In February 2009, Salter and SickKids collaborator Dr. Roderick McInnes reported on findings that could change the way we treat people with learning and memory defects. Salter and McInnes found a protein called Neto 1 that they determined is critical for how nerve cells communicate with each other and how that affects learning and memory in mice. Neto 1-deficient mice were given a drug that is currently being clinically tested in patients with Alzheimer's disease, and learning and memory were restored to normal.

The Neto 1 finding was just the latest in a long list for Salter. In 2005, he and researchers at Université Laval discovered a protein that plays a major role in chronic pain.  And in 2008, Salter’s team at SickKids developed a novel peptide for treating two types of chronic pain by blocking a protein interaction inside nerve cells in the central nervous system. This research and other ongoing studies promise to alter the way chronic pain is diagnosed and treated.

Salter says “Effective pain diagnosis is nearly as big a challenge as developing effective pain therapeutics.” That’s evident in his leading roles in organizations that promote pain research, education and training. He co-founded the U of T Centre for the Study of Pain, a multidisciplinary centre of excellence in pain research and education. The centre brings together 40 pain researchers and academics from the faculties of medicine, nursing, dentistry and pharmacy. Salter also heads a Canadian Institutes of Health Research program, focusing on training the next generation of pain researchers. As a director of the Canadian Pain Coalition, Salter works at the front line with pain patient groups, health care professionals and scientists.

These days Salter is doing what many scientists are loath to consider. He and collaborators founded startup biotech companies to take their discoveries to the marketplace.  Salter laughs that a contribution of his to one of the companies was its name “and a $200 investment. The drug we’re testing works by blocking the production of a molecule called nitric oxide, the symbol of which is N-O. The drug works by preventing nerve cell death. So I suggested No-NO, and they loved it, so that’s the name: NoNO Inc.”NoNO Inc. is developing therapies for treating stroke, trauma to the nervous system, and pain. There is reason for “extensive optimism” for NoNO’s progress, he says, although it can take eight to 10 years after an initial scientific discovery such as he and his colleagues made before a drug comes to market. The other startup, Afference Therapeutics, is developing methods of treating diabetes based on earlier discoveries of Salter and his colleagues.

Salter’s work has attracted a lot of public attention, both popular and scientific. His work has been featured on Canadian media from TV Ontario’s Studio 2 to CBC Radio’s Quirks and Quarks, and internationally on BBC News and Scientific American. His work has been featured in elite scientific and medical journals like Nature, The Lancet, The New England Journal of Medicine and The Medical Post.

At a Glance

The researcher: Dr. Michael Salter leads the program in Neurosciences and Mental Health and holds the Canada Research Chair in Neuroplasticity and Pain at SickKids.

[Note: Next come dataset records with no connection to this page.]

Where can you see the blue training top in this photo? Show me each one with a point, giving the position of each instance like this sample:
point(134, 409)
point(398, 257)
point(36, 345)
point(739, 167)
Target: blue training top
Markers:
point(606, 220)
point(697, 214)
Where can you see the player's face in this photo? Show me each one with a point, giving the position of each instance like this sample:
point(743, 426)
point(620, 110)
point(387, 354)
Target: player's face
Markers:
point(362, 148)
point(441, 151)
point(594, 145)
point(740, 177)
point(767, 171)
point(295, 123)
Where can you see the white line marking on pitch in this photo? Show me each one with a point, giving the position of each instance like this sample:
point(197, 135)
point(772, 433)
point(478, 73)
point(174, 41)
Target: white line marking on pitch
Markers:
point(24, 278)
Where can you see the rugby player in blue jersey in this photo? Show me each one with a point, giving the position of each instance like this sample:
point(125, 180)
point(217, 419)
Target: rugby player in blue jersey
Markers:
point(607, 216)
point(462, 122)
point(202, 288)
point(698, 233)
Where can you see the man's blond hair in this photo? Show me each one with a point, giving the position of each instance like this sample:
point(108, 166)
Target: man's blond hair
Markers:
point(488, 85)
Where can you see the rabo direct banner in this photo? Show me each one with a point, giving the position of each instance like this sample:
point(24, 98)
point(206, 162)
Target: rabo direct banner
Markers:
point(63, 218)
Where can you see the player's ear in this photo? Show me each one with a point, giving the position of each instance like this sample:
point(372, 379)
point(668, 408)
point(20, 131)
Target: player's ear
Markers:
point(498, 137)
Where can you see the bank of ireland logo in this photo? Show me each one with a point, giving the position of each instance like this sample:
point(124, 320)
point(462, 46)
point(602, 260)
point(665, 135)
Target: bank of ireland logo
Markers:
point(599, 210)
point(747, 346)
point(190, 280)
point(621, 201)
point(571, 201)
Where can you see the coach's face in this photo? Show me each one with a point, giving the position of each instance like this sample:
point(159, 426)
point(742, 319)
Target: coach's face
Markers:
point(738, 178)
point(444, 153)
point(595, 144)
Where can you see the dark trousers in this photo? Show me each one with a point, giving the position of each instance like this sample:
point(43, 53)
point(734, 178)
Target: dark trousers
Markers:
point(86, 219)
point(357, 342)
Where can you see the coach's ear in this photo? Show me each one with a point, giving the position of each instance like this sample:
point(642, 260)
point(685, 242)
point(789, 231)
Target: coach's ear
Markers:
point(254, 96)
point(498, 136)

He is also a Professor of Physiology at the University of Toronto and director of the University of Toronto Centre for the Study of Pain.

The Breakthrough:  Dr. Michael Salter is one of Ontario’s leading pain researchers, exploring the very genesis of pain at the molecular level. Salter’s research explores the genetic, molecular and cellular questions about why pain becomes chronic and how chronic pain information is stored and processed in the brain. The goal is a new generation of drugs that can target and treat chronic pain and, in some instances, even repair damaged nerves.

Worth Repeating:  “Effective pain diagnosis is nearly as big a challenge as developing effective pain therapeutics.”